The support for the parallelism through the fix, requiring the Query Optimiser Fixes to be enabled, or at least the Trace Flag 9939 (the smallest evil out of those 3 for me) is something that will prevent some of the customers to apply it.
I do understand that the Hekaton is the In-Memory OLTP, but it needs to involve a bit more to become a true In-Memory solution for the SQL Server and the Azure SQL Database, and for that purpose, the ETL part really requires parallelism for the Writing into the In-Memory tables … Especially in the case of the non-persistent ones.

Nothing has changed regarding the parallelism of the data loading from/into the In-Memory tables in the SQL Server 2017,
and this area needs urgent improvements for the future, if it still wants to remain viable for the ETL in the Data Warehousing area.

Hopefully this blog post is to updated in some not too distant future …

2 thoughts on “Parallelism in Hekaton (In-Memory OLTP)

  1. Jonathan

    Niko thank you for this excellent post, i have been trying to figure out why an ETL query has been under performing on a temp table insert for a few days. I could see the plan was serial but could not figure out why as it had breached the cost threshold for parallelism.

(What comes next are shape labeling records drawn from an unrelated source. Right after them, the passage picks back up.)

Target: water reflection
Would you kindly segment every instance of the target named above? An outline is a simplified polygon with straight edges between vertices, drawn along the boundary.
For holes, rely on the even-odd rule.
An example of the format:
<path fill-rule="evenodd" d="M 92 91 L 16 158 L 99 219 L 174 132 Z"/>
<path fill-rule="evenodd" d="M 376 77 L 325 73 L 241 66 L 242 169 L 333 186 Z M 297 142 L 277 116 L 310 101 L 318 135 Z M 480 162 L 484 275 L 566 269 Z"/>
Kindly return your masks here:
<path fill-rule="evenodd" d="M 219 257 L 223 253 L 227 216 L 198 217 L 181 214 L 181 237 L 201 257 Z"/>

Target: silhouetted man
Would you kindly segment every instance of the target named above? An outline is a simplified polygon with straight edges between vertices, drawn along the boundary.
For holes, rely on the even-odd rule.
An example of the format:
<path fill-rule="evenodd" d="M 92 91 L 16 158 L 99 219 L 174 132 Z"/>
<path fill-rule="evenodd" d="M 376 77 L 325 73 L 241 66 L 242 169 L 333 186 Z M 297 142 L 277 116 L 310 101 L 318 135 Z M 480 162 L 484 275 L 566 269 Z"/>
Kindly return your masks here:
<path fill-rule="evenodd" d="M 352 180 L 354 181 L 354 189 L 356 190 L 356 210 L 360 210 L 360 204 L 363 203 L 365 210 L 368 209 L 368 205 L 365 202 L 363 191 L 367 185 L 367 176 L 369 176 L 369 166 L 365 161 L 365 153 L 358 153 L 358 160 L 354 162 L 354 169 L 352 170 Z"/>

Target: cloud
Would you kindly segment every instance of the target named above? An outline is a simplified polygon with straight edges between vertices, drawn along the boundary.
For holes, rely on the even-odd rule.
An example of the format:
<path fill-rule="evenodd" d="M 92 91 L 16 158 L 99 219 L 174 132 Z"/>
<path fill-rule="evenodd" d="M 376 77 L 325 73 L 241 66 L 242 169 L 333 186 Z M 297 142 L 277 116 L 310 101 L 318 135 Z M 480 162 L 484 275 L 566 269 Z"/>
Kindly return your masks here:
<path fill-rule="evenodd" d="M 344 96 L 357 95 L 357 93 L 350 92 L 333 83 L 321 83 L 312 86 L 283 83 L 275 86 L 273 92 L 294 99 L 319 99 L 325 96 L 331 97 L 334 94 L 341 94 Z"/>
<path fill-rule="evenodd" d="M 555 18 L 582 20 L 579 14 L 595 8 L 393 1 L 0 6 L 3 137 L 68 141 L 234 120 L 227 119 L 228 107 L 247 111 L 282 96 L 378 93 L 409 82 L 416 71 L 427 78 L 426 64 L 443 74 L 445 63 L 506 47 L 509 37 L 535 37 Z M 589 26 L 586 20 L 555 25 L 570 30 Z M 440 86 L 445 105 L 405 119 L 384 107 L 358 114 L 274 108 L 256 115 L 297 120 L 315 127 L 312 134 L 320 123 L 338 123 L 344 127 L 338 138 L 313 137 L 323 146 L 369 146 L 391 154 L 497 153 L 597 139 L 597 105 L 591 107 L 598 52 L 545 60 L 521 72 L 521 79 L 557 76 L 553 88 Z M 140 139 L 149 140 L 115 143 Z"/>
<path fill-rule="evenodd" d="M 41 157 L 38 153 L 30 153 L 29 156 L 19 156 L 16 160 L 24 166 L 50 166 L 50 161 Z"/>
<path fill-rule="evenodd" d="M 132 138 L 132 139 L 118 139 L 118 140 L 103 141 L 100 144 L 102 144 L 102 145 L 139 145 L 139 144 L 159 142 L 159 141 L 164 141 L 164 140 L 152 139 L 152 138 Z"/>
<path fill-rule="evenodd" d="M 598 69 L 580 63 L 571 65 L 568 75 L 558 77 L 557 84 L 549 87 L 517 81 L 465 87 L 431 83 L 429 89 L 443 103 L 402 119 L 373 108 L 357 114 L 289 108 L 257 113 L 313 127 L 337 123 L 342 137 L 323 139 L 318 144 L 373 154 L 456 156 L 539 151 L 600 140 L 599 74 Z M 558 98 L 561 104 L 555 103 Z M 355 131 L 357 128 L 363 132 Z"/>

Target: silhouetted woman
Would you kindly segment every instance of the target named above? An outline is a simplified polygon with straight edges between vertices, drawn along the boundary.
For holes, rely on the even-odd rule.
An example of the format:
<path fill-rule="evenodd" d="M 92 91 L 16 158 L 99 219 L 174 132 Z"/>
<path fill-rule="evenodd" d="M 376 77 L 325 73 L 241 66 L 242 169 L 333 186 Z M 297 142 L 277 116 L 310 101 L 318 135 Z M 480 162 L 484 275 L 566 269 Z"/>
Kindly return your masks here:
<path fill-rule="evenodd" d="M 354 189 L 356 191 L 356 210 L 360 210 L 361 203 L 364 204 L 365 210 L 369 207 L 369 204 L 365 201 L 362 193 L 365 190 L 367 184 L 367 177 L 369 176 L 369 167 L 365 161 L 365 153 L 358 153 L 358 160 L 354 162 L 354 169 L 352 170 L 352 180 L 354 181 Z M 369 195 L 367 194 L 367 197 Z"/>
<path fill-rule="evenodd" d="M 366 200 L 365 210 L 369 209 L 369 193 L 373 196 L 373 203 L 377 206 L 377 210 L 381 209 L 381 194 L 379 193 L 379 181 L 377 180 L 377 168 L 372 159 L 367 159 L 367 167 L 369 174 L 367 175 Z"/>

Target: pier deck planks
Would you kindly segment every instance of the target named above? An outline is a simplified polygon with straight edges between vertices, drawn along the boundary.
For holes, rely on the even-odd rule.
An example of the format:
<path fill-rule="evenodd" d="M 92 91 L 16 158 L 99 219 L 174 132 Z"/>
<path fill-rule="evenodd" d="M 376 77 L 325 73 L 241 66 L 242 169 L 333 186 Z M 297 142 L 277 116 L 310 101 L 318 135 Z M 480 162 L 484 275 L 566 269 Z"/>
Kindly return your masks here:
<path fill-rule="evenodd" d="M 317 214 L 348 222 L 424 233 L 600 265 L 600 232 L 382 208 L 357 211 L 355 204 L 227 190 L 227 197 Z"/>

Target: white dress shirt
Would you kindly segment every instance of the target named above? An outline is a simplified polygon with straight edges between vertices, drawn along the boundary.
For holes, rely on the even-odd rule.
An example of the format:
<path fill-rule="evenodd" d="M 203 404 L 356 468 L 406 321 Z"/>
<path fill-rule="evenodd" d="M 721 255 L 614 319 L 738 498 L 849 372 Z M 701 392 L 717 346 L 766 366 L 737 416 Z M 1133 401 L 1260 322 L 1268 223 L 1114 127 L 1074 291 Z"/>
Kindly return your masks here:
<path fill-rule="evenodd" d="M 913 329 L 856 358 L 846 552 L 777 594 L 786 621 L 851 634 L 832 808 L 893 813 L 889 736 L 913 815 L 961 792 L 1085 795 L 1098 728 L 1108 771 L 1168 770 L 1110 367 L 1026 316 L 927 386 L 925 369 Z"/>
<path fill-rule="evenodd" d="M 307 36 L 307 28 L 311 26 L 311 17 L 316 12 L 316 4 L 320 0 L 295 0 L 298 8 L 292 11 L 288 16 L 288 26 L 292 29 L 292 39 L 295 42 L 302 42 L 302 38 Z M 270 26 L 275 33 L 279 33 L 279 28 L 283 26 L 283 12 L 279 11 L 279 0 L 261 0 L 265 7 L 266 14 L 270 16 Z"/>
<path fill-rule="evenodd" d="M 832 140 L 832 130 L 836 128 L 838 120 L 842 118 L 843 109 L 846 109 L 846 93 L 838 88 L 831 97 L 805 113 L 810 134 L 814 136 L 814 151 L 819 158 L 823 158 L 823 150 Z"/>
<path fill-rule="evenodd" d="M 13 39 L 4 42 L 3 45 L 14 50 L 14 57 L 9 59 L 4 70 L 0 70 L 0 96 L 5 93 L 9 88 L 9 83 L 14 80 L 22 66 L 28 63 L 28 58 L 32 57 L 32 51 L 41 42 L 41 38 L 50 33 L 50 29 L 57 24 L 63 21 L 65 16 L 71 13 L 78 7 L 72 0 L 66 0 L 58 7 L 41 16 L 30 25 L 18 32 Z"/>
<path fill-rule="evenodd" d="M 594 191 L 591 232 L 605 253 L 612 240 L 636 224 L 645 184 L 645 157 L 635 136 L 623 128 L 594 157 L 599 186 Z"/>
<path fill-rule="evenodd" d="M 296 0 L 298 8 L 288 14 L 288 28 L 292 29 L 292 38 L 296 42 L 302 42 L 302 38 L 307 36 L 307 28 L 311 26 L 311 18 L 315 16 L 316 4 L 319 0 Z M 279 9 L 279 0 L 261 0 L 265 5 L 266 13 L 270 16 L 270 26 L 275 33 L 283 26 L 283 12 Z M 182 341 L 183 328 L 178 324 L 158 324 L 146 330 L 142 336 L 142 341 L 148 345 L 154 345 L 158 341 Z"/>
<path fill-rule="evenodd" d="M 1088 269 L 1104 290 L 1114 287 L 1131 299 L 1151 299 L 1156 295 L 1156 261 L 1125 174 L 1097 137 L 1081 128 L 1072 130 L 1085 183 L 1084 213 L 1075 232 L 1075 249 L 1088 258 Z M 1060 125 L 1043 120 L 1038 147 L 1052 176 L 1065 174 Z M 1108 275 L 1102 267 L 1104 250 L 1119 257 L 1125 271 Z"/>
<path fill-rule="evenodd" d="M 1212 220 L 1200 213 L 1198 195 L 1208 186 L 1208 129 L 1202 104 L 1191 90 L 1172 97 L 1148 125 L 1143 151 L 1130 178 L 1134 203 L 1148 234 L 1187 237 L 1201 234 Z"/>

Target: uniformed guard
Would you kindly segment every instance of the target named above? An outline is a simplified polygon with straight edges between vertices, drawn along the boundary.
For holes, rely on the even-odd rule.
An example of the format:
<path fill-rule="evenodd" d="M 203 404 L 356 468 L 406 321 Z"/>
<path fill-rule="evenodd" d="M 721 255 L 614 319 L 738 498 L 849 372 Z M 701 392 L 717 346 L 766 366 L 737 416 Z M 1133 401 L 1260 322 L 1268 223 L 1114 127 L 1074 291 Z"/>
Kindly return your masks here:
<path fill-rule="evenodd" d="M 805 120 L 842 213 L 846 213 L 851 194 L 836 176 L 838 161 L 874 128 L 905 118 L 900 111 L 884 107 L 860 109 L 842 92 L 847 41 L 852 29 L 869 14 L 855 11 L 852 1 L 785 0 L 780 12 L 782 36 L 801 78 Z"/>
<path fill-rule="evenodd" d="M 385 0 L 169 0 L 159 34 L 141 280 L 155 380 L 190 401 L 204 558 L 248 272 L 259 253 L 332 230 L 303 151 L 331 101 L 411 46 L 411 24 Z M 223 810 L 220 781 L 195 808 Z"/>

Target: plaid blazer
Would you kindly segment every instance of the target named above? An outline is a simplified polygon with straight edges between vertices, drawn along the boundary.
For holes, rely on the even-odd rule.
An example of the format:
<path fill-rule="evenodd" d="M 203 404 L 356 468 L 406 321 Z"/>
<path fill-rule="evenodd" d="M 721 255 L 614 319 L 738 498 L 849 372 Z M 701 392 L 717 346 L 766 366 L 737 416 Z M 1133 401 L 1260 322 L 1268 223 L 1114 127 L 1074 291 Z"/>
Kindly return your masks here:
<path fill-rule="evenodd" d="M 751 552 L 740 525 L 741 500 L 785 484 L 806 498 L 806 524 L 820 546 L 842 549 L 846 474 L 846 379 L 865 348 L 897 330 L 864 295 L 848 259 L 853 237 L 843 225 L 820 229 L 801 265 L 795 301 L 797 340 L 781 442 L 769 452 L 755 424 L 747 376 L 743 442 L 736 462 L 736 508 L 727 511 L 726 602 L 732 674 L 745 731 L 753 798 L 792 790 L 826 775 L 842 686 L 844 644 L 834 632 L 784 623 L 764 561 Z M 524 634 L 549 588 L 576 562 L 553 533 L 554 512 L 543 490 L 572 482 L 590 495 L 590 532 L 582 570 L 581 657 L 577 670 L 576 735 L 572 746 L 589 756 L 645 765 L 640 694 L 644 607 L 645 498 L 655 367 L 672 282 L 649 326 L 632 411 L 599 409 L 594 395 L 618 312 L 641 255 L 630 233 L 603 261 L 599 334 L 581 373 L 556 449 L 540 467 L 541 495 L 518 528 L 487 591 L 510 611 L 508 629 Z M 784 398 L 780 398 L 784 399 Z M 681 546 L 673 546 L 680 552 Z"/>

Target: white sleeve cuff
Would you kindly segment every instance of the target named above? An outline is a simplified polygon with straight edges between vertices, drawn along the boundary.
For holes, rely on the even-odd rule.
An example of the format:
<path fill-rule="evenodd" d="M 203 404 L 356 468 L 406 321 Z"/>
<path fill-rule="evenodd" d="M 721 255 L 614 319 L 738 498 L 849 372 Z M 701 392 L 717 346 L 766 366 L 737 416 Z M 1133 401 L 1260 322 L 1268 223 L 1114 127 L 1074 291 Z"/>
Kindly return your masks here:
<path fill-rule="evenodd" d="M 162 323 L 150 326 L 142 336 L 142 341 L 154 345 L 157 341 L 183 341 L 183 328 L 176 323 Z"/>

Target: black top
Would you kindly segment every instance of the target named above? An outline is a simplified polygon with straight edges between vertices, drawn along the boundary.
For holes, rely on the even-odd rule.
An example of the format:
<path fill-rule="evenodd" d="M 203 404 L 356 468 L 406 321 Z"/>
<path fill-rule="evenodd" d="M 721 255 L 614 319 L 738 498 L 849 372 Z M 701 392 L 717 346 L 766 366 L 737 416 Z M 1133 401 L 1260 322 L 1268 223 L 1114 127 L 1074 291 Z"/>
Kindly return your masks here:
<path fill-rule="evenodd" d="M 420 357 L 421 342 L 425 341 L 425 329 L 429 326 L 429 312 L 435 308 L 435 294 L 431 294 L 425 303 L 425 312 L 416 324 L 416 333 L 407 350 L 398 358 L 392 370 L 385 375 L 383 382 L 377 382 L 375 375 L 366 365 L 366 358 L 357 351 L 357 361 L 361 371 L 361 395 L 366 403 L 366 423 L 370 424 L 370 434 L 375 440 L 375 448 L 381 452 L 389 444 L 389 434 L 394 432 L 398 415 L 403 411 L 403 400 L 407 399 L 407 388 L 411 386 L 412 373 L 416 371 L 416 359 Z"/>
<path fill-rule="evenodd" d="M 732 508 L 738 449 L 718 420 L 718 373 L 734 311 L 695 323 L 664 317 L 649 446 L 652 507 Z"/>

    It had been taking two hours for this insert, while on other more powerful instances the query goes through quickly but still with a serial plan.

    Some of the source tables are in memory after reading this post i enabled the trace flag as a test and the plan went parallel immediately. Query completed in 2 mins.

    This is a massive point for me, we utilize in memory for our ETL processes this limitation and the fix is a substantial performance impact. I’m sure other users have been affected.

    1. Niko Neugebauer Post author

      Hi Jonathan,

      thank you for the kind words. I hope that there will improvements in the next versions of the product – the In-Memory while has a huge potential, still have a good road to walk in order to reach the modern parallel processing status.